Improving Texture drawing performance

I’m testing how much small textures I can draw in a single game loop. In this case, I simply draw small random rectangles in screen.

First I took a naive case to calculate the random color and positions in every loop, the performance to draw 2^18 rectangles was a stable 24 FPS. I noticed one of my CPUs capped in 100%.

frame.c (3.3 KB)

Then later I took a less a naive approach where the computation of square position and colors are updated only when needed (when changing the amount of drawn rectangles). This has improved marginally, to 29 FPS (drawing the same amount of rectangles). Also in this case one of my CPUs capped in 100%.

frame_ext.c (4.7 KB)

Hence my initial hypothesis regarding the CPU time spent doing random and math was wrong, and seems the most cpu is probably spent copying the data from host memory to gpu memory.

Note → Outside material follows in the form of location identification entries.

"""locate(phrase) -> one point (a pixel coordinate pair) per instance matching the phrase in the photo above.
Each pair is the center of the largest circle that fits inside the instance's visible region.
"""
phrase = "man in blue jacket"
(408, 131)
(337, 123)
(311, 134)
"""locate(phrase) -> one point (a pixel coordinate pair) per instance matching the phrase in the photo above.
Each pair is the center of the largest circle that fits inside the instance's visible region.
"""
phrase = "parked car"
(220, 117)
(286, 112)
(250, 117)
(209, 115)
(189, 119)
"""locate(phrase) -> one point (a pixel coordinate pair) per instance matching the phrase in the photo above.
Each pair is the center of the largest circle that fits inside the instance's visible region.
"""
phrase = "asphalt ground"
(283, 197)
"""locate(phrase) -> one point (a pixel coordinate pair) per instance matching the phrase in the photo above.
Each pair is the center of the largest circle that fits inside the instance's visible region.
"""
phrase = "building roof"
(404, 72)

How can I improve rendering speed while drawing all squares?

Your cpu will always be 100% using a while loop.
How many frames do you get drawing less rects ?

It’s mostly linear improvement. If I divide by 2 the amount of rects the performance is doubled.

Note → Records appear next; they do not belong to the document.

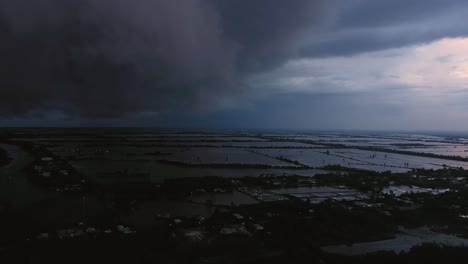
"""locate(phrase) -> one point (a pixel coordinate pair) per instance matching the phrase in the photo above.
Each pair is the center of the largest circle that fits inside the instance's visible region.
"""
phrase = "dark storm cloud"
(369, 25)
(110, 58)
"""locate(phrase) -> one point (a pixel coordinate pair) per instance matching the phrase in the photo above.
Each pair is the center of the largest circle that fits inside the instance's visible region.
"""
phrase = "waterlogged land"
(250, 196)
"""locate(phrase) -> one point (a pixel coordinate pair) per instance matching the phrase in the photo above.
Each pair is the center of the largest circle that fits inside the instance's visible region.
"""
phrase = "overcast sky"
(305, 64)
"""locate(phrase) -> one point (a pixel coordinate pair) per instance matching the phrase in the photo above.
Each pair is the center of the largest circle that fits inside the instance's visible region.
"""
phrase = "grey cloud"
(367, 25)
(109, 58)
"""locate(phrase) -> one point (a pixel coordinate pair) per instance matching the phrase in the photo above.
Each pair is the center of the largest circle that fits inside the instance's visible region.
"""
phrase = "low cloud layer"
(202, 62)
(112, 58)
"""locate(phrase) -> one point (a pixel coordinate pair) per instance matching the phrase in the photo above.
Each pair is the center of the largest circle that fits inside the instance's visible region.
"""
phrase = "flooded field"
(271, 153)
(402, 242)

And answering you, no, the CPU isn’t always at 100%. It gets to 100% when drawing 2^18 rectangles or more. When I draw 2^17 rectangles the CPU is around 100% but near 60 FPS, 2^16 around 60%. cpu and still 60FPS. Reducing the number of rectangles do not increase the FPS (since I have added a functtion to control it), but directly impacts in CPU performance after that (as already explained)

Ah I see your using SDL_framerateDelay.

Using SDL_RenderFillRect I am using about 60% - 70% of the cpu rendering 131072 (2 ^ 17).

Using SDL_RenderFillRects I am using about 30% of the cpu rendering 131072 (2 ^ 17).
Not sure you can change colors with this approach though.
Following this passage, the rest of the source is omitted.